Я от этого чуть не завопила – ну и обезьяны же мы, подумала я – хотя я первая соглашусь, что на поэта наилучшее действие окажут его же собственные стихи – и чем больше, тем лучше. И я решила, что могу не беспокоиться о наших маленьких бриттах, а посвятить себя Эриху или иному, кто во мне нуждается.
Глава 3
ВЕЧЕРИНКА НА ДЕВЯТЬ ПЕРСОН
Ад – это место для меня. Потому что в ад попадают и почтенные верующие и добрые рыцари, убитые на турнире или в великой битве, бравые солдаты и благородные господа. Туда лежит и мой путь. С нами отправятся и изящные дамы, у которых было два или три возлюбленных, помимо их законного господина. Туда приходят золото и серебро, соболь и горностай. Там арфисты и менестрели встречаются с королями земными.

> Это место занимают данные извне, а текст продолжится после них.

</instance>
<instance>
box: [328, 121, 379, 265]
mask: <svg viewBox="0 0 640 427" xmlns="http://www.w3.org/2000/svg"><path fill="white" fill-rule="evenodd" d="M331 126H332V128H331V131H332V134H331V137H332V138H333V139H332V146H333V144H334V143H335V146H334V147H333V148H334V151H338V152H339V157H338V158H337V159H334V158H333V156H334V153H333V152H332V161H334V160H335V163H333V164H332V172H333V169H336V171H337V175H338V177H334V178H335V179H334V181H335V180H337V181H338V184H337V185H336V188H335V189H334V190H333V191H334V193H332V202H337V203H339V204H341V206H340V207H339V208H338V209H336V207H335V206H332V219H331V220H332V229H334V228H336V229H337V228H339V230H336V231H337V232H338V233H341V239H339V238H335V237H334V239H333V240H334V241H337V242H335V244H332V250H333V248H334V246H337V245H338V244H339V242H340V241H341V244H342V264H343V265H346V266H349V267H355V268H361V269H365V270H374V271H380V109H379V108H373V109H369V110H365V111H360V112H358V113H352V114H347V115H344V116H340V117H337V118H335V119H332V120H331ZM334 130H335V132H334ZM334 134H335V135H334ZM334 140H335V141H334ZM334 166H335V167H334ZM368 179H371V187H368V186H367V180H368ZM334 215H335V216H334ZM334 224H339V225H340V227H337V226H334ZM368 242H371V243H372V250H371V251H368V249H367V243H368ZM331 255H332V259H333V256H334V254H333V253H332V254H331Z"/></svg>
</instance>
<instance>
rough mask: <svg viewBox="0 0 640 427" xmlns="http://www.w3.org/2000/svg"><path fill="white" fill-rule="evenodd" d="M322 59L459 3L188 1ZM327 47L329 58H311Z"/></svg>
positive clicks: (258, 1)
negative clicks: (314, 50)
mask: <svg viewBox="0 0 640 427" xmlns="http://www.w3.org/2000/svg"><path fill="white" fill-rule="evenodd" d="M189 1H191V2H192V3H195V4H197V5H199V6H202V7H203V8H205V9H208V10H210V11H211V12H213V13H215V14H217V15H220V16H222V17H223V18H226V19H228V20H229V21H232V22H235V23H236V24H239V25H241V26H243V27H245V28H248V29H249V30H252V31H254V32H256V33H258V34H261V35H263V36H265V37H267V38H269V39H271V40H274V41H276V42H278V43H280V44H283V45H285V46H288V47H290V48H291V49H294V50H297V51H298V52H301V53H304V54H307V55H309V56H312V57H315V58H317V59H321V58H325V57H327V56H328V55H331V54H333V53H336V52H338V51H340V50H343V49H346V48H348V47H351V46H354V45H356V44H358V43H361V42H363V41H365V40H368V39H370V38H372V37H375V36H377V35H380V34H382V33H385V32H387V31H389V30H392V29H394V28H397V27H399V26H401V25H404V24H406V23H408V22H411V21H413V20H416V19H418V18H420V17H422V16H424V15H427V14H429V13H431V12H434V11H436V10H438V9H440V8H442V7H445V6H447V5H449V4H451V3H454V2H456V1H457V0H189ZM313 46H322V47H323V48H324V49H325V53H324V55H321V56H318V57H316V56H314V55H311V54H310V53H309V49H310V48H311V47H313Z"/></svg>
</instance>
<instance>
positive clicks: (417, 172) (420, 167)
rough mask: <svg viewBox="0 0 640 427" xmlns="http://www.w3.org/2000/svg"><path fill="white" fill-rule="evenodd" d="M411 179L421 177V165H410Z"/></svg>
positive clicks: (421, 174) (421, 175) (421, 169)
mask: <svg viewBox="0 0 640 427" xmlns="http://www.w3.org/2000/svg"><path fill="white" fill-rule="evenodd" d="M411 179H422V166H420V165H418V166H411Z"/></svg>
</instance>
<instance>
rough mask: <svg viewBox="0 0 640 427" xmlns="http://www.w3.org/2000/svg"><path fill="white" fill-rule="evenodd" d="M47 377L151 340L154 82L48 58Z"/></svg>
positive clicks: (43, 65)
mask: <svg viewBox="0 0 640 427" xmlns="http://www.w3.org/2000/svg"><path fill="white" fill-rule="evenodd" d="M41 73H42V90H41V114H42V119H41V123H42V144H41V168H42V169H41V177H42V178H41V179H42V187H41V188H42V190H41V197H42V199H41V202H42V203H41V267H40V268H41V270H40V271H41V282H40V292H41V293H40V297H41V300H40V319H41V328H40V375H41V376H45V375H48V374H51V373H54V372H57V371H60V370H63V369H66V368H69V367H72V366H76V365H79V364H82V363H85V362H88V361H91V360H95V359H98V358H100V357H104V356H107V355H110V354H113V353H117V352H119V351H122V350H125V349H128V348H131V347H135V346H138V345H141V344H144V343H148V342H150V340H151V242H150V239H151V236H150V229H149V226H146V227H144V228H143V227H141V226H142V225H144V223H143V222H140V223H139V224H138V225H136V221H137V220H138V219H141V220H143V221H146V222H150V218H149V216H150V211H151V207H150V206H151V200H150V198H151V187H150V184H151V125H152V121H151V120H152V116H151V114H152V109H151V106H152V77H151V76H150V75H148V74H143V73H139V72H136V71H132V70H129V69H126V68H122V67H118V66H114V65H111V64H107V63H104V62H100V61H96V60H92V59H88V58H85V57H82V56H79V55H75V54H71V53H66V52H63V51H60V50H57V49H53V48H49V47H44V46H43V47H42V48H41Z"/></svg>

ОкассинЯ взяла новую порцию выпивки с подноса, с которым Бур обходил публику. Серый фон пустоты вокруг уже начинал казаться приятным, как теплый густой туман, в котором плавают мириады крошечных бриллиантов. Док величественно восседал у бара со стаканом чая, над которым поднимался пар – видимо, для опохмелки, потому что он только что принял хорошую дозу спиртного. Сид весело беседовал с Эрихом, и я сказала себе, что наконец-то стало похоже на вечеринку, хотя чего-то все же не хватает.
Это не имело отношения к Главному Хранителю; его индикатор успокаивающе светился алым, как уютный домашний огонек, затерявшийся среди нагромождения переключателей, которые контролировали все вокруг, за исключением Интроверсии – этот зловещий тумблер, к которому никто никогда не прикасался, был расположен отдельно от прочих.